Behind every addiction — whether it’s food, alcohol, tobacco, cocaine, cannabis, crack, whatever you name — there is an inability to hold enormous emotional pain.

But not only that.

There is also a deep sense of shame about who you are as a person, layered with guilt for feeling what you feel.

Shame and guilt are formed in our psyche as a way to protect us from outside shame and outside anger. We internalize it, and it becomes anger pointed toward ourselves — what we call guilt.

These enormous amounts of emotional pain become so unbearable to hold that people use drugs to bypass the protector — the part that carries internalized shame and guilt — in order to access the vulnerable part.

The vulnerable part is the one that can feel connection with others, the one that still believes it can be itself, that it is allowed to have desires, wants, and needs.

That’s why many people, when they use drugs or alcohol, become more vulnerable.

The situations they find themselves in while high or drunk are often the very situations that would bring this vulnerability out — just in a more intense way. And if that vulnerability is not integrated, the belief that “there is something wrong with me for being who I am” becomes even stronger.

This is the vicious cycle that people struggling with addiction are trying to break.

So I want to express my compassion.

And my understanding.

For how they feel.

For the heaviness of being they signed up to carry in this lifetime.
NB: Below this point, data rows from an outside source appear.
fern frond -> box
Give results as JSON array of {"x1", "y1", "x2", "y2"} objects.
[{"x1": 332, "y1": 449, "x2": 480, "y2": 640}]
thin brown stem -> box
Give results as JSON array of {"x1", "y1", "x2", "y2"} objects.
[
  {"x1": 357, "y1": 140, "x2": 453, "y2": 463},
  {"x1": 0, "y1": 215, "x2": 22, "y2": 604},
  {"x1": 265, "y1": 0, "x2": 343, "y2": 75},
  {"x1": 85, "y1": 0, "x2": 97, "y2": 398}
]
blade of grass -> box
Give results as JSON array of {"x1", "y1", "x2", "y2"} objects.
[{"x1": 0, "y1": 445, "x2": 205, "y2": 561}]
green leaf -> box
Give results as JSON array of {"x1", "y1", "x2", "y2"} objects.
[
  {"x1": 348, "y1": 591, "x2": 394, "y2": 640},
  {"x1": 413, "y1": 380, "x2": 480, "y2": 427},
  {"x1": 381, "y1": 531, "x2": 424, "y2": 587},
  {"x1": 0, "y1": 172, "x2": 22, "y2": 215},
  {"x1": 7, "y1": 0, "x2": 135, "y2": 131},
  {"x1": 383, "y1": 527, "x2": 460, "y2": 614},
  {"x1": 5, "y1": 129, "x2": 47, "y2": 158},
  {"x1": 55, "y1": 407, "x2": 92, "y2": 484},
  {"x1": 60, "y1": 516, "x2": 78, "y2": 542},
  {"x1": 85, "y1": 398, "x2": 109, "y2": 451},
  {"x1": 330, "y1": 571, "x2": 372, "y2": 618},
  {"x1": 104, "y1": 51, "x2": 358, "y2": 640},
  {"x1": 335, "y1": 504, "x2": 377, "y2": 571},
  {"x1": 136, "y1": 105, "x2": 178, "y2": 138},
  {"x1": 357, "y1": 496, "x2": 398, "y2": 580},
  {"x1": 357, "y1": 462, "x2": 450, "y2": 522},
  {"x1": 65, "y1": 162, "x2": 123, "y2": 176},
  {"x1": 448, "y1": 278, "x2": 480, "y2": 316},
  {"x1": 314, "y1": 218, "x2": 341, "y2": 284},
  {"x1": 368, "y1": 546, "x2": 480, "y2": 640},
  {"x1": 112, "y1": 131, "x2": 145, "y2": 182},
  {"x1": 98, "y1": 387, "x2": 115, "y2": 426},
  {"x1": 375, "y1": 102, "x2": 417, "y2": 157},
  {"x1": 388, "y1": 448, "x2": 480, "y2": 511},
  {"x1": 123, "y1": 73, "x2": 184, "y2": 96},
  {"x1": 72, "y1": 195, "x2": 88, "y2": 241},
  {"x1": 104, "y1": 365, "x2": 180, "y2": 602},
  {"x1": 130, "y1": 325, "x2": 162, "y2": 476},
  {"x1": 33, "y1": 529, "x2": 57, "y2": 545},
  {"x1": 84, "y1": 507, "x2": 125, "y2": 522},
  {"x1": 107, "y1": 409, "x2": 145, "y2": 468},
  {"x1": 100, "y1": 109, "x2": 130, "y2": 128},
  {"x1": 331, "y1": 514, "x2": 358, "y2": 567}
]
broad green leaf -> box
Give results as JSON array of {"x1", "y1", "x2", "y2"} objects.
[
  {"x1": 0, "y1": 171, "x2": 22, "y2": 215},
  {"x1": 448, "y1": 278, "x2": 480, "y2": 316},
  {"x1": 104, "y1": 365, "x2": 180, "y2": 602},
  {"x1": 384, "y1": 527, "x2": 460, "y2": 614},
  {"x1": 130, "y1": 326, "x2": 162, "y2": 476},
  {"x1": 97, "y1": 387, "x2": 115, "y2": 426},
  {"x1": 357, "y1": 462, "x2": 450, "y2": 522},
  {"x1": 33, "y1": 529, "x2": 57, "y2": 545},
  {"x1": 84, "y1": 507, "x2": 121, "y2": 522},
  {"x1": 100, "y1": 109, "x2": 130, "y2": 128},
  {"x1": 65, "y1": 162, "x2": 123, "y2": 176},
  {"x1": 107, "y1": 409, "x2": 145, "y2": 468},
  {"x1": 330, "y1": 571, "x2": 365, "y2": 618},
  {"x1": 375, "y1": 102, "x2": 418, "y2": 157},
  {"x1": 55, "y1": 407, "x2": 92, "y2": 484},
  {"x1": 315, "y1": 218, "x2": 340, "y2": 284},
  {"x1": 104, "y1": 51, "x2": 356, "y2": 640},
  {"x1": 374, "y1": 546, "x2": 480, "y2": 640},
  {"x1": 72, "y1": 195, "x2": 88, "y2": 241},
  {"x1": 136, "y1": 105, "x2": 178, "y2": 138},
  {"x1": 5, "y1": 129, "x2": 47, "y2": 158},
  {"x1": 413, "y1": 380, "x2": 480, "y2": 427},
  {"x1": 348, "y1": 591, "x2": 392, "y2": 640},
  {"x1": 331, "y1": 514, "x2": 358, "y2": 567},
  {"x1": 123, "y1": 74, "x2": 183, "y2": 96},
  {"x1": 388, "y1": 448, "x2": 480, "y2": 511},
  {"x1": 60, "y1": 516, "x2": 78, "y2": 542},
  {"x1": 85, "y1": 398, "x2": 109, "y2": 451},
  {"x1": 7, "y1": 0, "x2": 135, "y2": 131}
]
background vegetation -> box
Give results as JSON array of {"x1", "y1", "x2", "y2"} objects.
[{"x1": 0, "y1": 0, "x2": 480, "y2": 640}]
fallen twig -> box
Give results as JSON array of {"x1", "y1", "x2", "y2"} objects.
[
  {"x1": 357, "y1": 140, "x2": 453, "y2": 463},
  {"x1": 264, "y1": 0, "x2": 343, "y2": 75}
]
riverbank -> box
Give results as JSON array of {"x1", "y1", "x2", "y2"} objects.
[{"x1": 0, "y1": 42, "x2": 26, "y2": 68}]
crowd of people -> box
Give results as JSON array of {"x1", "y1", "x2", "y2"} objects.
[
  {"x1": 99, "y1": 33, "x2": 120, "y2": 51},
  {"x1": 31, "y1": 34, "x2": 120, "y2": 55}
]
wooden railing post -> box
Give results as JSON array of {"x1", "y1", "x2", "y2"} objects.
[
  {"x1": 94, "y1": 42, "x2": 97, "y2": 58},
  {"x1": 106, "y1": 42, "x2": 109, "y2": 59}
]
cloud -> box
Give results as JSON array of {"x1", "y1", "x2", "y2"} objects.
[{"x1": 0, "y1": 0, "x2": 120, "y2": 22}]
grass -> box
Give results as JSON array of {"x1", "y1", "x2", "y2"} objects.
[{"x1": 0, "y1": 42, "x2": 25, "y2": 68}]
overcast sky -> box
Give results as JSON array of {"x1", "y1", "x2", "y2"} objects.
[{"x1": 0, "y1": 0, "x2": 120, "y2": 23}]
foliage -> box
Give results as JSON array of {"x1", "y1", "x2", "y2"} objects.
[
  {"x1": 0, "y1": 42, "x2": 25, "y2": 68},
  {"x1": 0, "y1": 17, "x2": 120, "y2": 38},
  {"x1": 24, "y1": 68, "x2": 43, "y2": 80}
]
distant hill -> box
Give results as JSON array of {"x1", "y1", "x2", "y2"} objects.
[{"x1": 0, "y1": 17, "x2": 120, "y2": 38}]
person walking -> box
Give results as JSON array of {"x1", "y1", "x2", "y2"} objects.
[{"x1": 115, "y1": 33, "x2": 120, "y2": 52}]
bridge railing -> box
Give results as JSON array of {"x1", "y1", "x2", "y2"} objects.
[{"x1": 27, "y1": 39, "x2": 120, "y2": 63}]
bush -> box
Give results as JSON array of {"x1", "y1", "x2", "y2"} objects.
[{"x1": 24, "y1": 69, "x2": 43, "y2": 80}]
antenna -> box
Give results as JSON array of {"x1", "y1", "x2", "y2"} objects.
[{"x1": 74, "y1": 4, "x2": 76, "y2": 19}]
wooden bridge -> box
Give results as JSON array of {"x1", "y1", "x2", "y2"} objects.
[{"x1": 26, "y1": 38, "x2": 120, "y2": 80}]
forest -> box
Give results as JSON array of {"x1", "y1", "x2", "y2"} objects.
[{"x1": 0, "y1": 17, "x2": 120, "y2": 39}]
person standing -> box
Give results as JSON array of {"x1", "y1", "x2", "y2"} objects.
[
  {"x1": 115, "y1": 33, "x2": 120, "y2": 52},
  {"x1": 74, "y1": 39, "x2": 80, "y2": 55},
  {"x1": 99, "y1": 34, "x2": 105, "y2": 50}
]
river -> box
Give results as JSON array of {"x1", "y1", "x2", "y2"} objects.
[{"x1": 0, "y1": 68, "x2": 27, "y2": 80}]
Have compassion for yourself.

Have compassion for your needs, your desires — even for the moments when you slip and use.

Because using is not “the wrong track.”

It became the only track where the pain could disappear for a moment — where there could be relief.

Everyone wants to live freely.

Everyone wants to love and feel connection.

So why do we blame people who use drugs for wanting those things?

For wanting to connect to who they are without fear, shame, and guilt?

For wanting access to their vulnerable, true self — the self that is so afraid to be seen when they are sober.